In late spring, Viburnum carlesii (Koreanspice viburnum) is covered with dense clusters of pink buds that open to pure white. Plant it along a path, off a deck or patio, or near the front door — close enough to the house to enjoy the exotically spicy fragrance of its flowers as you come and go. The bloom lasts up to two weeks. Koreanspice viburnum thrives in part shade to full sun, and grows to about 8 feet tall; it tolerates pruning well, and can be grown as a striking hedge. The foliage turns ruddy red in the fall. Hardy in Zones 4–8.

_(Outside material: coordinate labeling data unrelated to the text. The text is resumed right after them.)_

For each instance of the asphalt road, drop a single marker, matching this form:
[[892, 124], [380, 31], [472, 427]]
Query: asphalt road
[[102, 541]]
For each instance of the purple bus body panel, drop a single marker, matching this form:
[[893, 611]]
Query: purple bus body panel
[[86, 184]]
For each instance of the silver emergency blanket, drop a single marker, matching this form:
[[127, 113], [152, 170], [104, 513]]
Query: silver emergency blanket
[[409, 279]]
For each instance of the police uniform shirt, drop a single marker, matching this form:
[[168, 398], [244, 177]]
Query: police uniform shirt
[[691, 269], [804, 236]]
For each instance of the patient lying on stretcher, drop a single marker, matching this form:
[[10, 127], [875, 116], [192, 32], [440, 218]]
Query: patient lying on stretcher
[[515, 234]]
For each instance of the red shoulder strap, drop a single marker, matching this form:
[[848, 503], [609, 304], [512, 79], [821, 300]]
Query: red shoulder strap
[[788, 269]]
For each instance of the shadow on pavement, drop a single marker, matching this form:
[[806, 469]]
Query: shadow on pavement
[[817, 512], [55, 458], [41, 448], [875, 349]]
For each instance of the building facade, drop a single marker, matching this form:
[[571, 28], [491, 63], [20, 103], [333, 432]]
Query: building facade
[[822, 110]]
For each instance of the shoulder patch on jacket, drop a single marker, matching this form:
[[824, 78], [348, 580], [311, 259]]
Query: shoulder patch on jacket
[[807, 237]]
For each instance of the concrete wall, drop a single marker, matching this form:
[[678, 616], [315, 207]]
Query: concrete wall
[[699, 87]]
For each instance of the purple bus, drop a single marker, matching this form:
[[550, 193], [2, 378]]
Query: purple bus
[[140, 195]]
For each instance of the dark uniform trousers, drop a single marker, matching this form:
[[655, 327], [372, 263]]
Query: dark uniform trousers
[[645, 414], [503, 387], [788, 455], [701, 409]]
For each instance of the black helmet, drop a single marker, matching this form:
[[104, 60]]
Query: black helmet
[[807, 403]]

Rhododendron ‘Hino Crimson’ is a small evergreen azalea, but its tiny, shiny leaves can scarcely be seen in spring, when bright red buds cover the shrub and open into a gorgeous profusion of flowers. ‘Hino Crimson’ is one of many Kurume azaleas; these slow-growing hybrids are known for their hardiness, dense branch structure, and attractive small leaves. Other cultivars have white, pink, salmon, fuchsia, or purple flowers. ‘Hino Crimson’ is among the hardiest of the Kurume hybrids. Its foliage turns bronze in winter. In time, Kurume azaleas will grow to 4–6 feet tall; plant them in light shade, in an area protected from winter sun, and mulch to conserve soil moisture. Hardy in Zones 5/6–9.
Malus ‘Indian Magic’ (flowering crab apple) is just one of hundreds of wonderful choices in the astonishingly vast world of crab apples. ‘Indian Magic’ sets itself apart with its red flowers in spring and persistent orange fruit in the fall and winter. Crab apples are small, attractive trees with a generally rounded habit, growing 15–20 feet tall and just about as wide in well-drained soil in full sun. Crab apples are susceptible to a dismaying number of bugs and blights, and it is important to choose resistant varieties. ‘Indian Magic’ gets good reports, as do ‘Adirondack’ (introduced by the U.S. National Arboretum), ‘Callaway’, and ‘Sugar Tyme’. Hardy in Zones 4–7.